GHS - September 2014
September 2014 #79
After a summer off, the heritage scene is a bit like starting school again in September. Things have happened but, not on a regular schedule. The paperwork appears to be progressing to place hundreds of “downtown” properties on a heritage register sometime this fall. This provides for a 60-day delay in any requests for demolition on such buildings. Quite a reversal of time and attitudes from a few years ago. It took close to three years to get one Glanbrook property registered and there were some reservations about the process from certain city councillors about the “co-operation” and “permission” from the property owners. Pardon our cynicism but there must be an election coming!
Here’s some good news from our next-door neighbour, Ancaster. There’s progress being made to stabilize the existing walls of the Hermitage ruins, Sulphur Springs Road. This c. 1855 stone residence was the home of the George Leith family, who lived there until the 1930's. It has deteriorated over the years and, finally, under the guidance of the Hamilton Conservation Foundation and the City of Hamilton, a re-building project is in the final planning stages. It will maintain the original footprint based on the 1855 design. Rumours abound that the front and side facade stonework will be numbered, taken down and then reassembled on a good foundation.
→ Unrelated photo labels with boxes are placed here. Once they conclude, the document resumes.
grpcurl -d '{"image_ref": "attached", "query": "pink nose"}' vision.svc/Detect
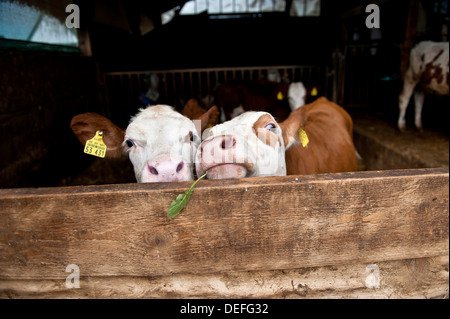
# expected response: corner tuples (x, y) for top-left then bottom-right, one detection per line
(201, 135), (236, 165)
(144, 157), (190, 182)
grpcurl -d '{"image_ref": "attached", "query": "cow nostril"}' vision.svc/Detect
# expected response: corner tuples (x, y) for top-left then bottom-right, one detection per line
(220, 137), (236, 149)
(148, 165), (158, 175)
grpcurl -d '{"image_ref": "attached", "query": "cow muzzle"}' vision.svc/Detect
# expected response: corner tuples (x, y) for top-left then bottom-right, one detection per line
(196, 135), (253, 179)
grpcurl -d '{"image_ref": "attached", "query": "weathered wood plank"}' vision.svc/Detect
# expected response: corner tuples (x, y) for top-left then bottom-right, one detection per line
(0, 168), (449, 280)
(0, 255), (449, 299)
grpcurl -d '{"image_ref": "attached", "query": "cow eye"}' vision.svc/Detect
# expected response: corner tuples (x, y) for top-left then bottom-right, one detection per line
(189, 132), (197, 142)
(264, 123), (277, 132)
(125, 139), (134, 148)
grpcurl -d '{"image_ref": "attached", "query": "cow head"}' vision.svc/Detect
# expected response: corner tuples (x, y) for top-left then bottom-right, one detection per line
(195, 112), (295, 179)
(71, 105), (218, 182)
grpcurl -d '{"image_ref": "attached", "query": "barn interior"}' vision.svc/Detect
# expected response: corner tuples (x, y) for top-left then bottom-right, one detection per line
(0, 0), (449, 188)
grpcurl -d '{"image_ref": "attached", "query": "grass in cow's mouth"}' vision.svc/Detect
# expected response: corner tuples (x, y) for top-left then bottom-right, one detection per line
(167, 173), (206, 219)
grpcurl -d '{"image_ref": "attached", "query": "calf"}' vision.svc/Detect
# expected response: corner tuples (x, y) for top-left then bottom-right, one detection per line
(216, 80), (306, 120)
(196, 97), (357, 179)
(398, 41), (449, 130)
(70, 105), (218, 183)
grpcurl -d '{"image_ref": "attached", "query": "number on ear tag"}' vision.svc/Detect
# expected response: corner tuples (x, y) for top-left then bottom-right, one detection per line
(84, 131), (106, 158)
(298, 128), (309, 147)
(277, 92), (284, 101)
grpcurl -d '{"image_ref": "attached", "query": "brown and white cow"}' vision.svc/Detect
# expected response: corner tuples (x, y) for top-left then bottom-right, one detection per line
(216, 80), (307, 121)
(196, 97), (357, 179)
(70, 105), (218, 183)
(398, 41), (449, 130)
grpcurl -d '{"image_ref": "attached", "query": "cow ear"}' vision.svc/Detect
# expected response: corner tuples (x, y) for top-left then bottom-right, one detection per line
(279, 108), (306, 150)
(70, 113), (125, 157)
(196, 105), (219, 133)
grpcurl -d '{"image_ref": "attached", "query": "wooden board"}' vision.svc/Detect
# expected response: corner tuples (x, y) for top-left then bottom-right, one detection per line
(0, 168), (449, 279)
(0, 255), (449, 300)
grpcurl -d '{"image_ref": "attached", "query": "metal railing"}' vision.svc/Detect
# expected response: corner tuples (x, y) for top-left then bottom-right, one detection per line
(103, 66), (331, 121)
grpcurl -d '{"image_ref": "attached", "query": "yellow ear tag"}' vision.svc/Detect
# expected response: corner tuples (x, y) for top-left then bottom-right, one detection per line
(84, 131), (106, 158)
(298, 128), (309, 147)
(277, 92), (284, 101)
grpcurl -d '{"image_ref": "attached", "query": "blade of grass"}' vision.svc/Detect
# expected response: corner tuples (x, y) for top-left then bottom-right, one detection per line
(167, 173), (206, 219)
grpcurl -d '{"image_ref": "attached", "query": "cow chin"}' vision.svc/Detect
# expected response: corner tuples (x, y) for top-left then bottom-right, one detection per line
(206, 164), (247, 179)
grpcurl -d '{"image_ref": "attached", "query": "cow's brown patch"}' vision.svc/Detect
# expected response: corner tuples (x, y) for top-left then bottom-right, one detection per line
(421, 50), (448, 85)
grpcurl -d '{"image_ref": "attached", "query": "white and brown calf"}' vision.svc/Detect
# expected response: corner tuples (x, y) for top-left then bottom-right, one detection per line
(71, 105), (218, 183)
(195, 97), (357, 179)
(398, 41), (449, 130)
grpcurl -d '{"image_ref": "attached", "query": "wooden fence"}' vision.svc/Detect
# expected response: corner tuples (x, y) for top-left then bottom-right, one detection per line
(0, 168), (449, 298)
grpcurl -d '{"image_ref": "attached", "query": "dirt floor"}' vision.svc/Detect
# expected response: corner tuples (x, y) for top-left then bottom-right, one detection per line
(352, 113), (449, 170)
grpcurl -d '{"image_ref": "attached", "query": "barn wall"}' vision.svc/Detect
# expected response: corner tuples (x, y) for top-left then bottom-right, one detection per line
(0, 51), (101, 187)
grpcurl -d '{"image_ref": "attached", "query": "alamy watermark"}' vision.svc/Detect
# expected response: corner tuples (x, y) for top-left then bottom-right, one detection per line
(366, 4), (380, 29)
(66, 4), (80, 29)
(66, 264), (80, 289)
A great whack of funding appears to be available for restoration. Good news for a seemingly forgotten heritage site. Stay tuned!
It’s time for the great historical trek to the Binbrook Fairgrounds for the Society’s display at the Fair on September 12 to 14. Dedicated volunteers have been busy putting together the items to showcase the Society’s collection of historical artifacts. There is one snag in all this planning. There are not enough people to manage the display for the entire weekend. Unless we have an increase in volunteers to help, the display may be put on hold for this year and then it would be a time to reconsider the idea for future y ears. To help, call Ron.
For those who may read the Glanbrook Gazette, this may be old news but a bit more in depth. We received a donation of several family histories plus a couple of other publications from a neighbour of Gordon Allison, Ryckman’s Corners. As a local historian, Gordon collected many things of heritage interest for Barton and Glanford Townships. One that we (being interested in cemeteries) found intriguing was his 195-page collection of all the burials at St. Peter’s church and cemetery, Mohawk Road West. This was the site of St. Peter’s Anglican Church from 1850 to 1922 when the building was demolished. There are about 260 headstones as recorded by Hamilton Branch OGS. In Gordon’s collection, he has listed all obituaries, which shows additional burials numbering in the dozens, the majority of which were in the early to mid1800's. This is one of the most comprehensive records of burials in our local cemeteries and should be of great genealogical interest to historians.
One obit that we stumbled across in the St. Peter’s collection may not be politically correct in our modern age. Written in 1884, it read, in part: “ Xx will be remembered by many as an enthusiastic admirer of baseball, and also as a player. Some 5 or 6 years ago when he weighted almost 350 pounds, he was an active member of the Fat Men’s Baseball Club of Guelph and played at second base in several matches.... he was an excellent player and helped his team to win many a game.” A final statement in the write-up: “ As was anticipated, Xx died of apoplexy.”
While doing headstone photography, we made use of the genealogical programme, ancestry.ca. It’s been useful in finding dates, maiden names and family relations. There have been a few negatives that we found through the old trial and error school. Don’t trust everything in print and be wary of family trees. Finger trouble pops up occasionally and a number of trees contain the same incorrect information, which looks like a cut and paste way of researching. If you’re looking for Ontario data before 1869, the results are minimal or require much more patience than is usually available when researching. Still, it’s been a good source.
The term ‘frugal” comes to mind when we saw the carving of the inscription on this Sheffield cemetery headstone. The layout of the lettering is certainly different and punctuation just isn’t. The inscription appears on the right as is: In Memory of Alexander H arvie who di ed Aug. 16th. 18 25 aged 71 yea rs.
Upcoming Society Events:
Monday, October 20, 7:30 PM: Regular social meeting at St. Paul’s Glanford Anglican church, 2869 Upper James Street, Mount Hope
Monday, Nov. 17, 7:30 PM: Orchard Court, 2800 Library Lane, Binbrook
Monday, Dec 15, 7:00 PM: Orchard Court, 2800 Library Lane, Binbrook. Annual Christmas Social.